In recent months, the rapid rise of artificial intelligence has become a lightning rod in classrooms, Hollywood, diplomatic circles and practically everywhere else. But understanding the consequences of AI can only go so far if you don’t get how it works.

So we set out to make our own chatbots to explain the principles of large language models — the bedrocks of wildly popular tools like ChatGPT. With each step of the interactive, our models showed readers how they can transform from crude regurgitators of symbols to being capable of composing lyrical turns of phrase.

Stairwells aren’t supposed to become chimneys. But for residents of a New York City high-rise, smoke from a fire in January 2022 billowed throughout the building’s tower, claiming 17 lives.

Over months, a team of reporters, graphics editors, 3D modelers and developers painstakingly reconstructed what went wrong inside the building and why, using city data, footage shared by onlookers and other public sources. The deaths were preventable, The Times’s investigation found, exposing the risks of fire-prevention systems that can easily fail.

For decades, Californians have been preparing for the big one. But as residents brace for earthquakes, new research shows that a danger has been building in the sky: Rising global temperatures are strengthening “atmospheric rivers,” supercharging storms.
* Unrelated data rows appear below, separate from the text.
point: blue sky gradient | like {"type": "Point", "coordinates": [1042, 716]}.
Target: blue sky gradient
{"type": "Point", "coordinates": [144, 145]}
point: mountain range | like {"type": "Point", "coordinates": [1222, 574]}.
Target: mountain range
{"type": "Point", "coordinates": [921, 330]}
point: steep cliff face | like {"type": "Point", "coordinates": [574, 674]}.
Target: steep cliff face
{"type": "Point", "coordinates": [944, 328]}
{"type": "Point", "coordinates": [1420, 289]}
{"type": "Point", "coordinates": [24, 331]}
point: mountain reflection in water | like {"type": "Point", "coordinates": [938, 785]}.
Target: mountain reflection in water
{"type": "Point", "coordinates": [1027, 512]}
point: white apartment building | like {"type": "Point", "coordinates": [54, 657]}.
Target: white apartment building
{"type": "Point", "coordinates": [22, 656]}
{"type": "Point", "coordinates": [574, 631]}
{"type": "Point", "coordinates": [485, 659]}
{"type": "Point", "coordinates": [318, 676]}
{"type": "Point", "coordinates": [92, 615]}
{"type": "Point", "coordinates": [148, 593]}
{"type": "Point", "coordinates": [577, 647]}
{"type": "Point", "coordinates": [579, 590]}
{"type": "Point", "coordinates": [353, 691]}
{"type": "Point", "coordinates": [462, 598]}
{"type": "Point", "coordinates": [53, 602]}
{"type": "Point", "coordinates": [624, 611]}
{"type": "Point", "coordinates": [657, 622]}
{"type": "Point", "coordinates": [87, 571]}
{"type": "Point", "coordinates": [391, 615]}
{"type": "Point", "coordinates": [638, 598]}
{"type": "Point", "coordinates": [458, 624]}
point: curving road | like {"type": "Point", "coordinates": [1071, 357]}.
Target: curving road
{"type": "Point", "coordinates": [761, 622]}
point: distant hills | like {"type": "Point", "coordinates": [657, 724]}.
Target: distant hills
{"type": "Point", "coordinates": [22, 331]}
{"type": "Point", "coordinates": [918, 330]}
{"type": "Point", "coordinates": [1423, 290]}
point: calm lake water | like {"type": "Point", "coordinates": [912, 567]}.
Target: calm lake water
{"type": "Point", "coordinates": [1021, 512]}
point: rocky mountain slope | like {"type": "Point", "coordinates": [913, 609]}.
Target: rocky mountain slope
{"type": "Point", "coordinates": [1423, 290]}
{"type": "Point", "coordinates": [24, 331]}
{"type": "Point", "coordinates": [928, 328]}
Weaving together data visualization, narrative writing and photography, we demonstrated how climate change is intensifying global weather patterns, disrupting communities, ecosystems and economies. Millions read the piece, shared it and talked about it. NPR and other news outlets did stories on our story.

The project was alarmingly prescient: Months after it was published, atmospheric rivers began lashing California, drenching the state one after another after another.

As the world continues to grapple with questions of climate change, racial equity and political extremism, the work of Octavia Butler — a Black feminist female writer of science fiction — has been hailed as eerily prophetic, nearly two decades after her death.

Her novels are now being adapted into high-profile film and TV projects. To tell Butler’s story, a team of visual journalists used depth-scanning technology and immersive storytelling techniques to illuminate the worlds and ideas that shaped Butler — and how her ideas shaped the world we live in now.